Yesterday, we wrote that Texas-based Life Partners Holdings Inc. moved to reduce some of rates of return it had promoted for its life settlement investments. The new approach involves targeting its clients’ annual returns of seven percent over seven years, instead of the currently targeted 12-to-14 percent over a shorter timeframe of four-to-six years. The change, said Investment News, could lead to lawsuits against Life Partners.
A life settlement is sometimes called a Viatical Settlement, and is the sale of an existing life insurance policy to an investor who will pay required premiums on the policy, collecting its proceeds once the insured dies. Since its incorporation in 1991, Life Partners has completed over 127,000 transactions for its worldwide client base of over 27,000 high net worth individuals and institutions in connection with the purchase of over 6,400 policies totaling approximately $2.8 billion in face value.

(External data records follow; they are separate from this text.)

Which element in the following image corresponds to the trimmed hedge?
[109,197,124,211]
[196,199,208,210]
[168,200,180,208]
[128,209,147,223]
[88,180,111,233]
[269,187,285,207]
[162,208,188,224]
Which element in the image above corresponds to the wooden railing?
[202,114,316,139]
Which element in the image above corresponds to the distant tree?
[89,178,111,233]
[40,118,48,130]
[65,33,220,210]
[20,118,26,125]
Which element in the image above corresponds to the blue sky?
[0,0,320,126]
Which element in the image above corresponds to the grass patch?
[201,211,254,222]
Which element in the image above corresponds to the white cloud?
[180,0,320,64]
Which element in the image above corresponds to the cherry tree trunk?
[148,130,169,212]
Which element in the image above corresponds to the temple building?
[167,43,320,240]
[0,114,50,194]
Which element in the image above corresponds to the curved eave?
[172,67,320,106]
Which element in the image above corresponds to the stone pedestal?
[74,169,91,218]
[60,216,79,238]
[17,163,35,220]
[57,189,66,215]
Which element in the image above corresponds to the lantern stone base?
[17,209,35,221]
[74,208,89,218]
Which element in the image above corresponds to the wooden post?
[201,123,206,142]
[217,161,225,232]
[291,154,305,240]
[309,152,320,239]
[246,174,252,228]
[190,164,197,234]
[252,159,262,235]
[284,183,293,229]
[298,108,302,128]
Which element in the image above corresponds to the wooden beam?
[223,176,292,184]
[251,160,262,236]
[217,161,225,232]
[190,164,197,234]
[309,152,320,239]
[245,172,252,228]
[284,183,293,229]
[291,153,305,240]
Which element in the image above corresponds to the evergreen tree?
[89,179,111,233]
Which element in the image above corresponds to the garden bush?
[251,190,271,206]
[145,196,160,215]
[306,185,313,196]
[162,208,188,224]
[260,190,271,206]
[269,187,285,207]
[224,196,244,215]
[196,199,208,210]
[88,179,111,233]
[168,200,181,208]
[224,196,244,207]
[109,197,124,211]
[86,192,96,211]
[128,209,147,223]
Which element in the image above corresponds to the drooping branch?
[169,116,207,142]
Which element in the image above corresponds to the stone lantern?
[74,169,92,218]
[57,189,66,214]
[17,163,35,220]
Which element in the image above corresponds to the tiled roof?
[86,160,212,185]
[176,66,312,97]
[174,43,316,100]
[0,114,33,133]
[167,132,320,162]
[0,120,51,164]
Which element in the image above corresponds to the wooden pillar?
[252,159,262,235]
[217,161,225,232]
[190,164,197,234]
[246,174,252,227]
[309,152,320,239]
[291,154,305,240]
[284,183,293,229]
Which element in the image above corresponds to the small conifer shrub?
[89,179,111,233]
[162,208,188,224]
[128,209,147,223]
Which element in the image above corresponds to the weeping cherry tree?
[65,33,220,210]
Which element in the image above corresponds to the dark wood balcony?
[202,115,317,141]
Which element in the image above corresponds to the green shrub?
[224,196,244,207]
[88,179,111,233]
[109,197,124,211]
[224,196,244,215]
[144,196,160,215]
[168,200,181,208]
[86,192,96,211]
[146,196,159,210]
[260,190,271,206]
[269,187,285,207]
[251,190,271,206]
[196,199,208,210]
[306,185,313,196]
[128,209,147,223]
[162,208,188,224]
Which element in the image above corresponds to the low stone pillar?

According to attorneys familiar with the case, said Investment News, the firm’s choice to change its advertised rate of return is a “red flag” that something isn’t right. In addition to more regulatory scrutiny, Life Partners is likely to become a target of lawsuits which could accuse the firm misrepresentation and omission for the change in return.
The firm just acknowledged that it is the subject of a Securities and Exchange Commission (SEC) probe, which only adds increased interest into its activities, said The Wall Street Journal previously.
The Journal has reported that, among other things, Life Partners Holdings receives life expectancy estimates “from a doctor in Reno, Nevada, who has testified for a court case that he never checks the accuracy of his prior predictions.” And, it seems life expectancy estimates provided to investors on Life Partners’ Life Settlements are very often inaccurate. For example, In 2002, Life Partners put a life expectancy of two years or less on the insured person in a third of the 297 policies it sold, and four years or less on all but a handful. If the projections were accurate, almost all of those policies should have “matured”, with the insured dead, by the end of 2009, but, instead, the insured had outlived the estimate in 283 of the 297 policies, according to the Journal. The SEC probe was prompted, in part, by a series of articles by the Journal that pointed these issues, said Investment News.
The recent Journal investigation reported a significant portion of insured individuals were outliving Life Partners’ life expectancy estimates, a factor that would cut investors’ returns. Life Partners generally boasted expected returns of 10-to-15 percent on Life Settlements.
Life Settlement sales are legal; however, the North American Securities Administrators Association says such products are prone to life settlements fraud and other fraud schemes and, in 2009, Life Settlements made it to the association’s list of the top 10 investor traps.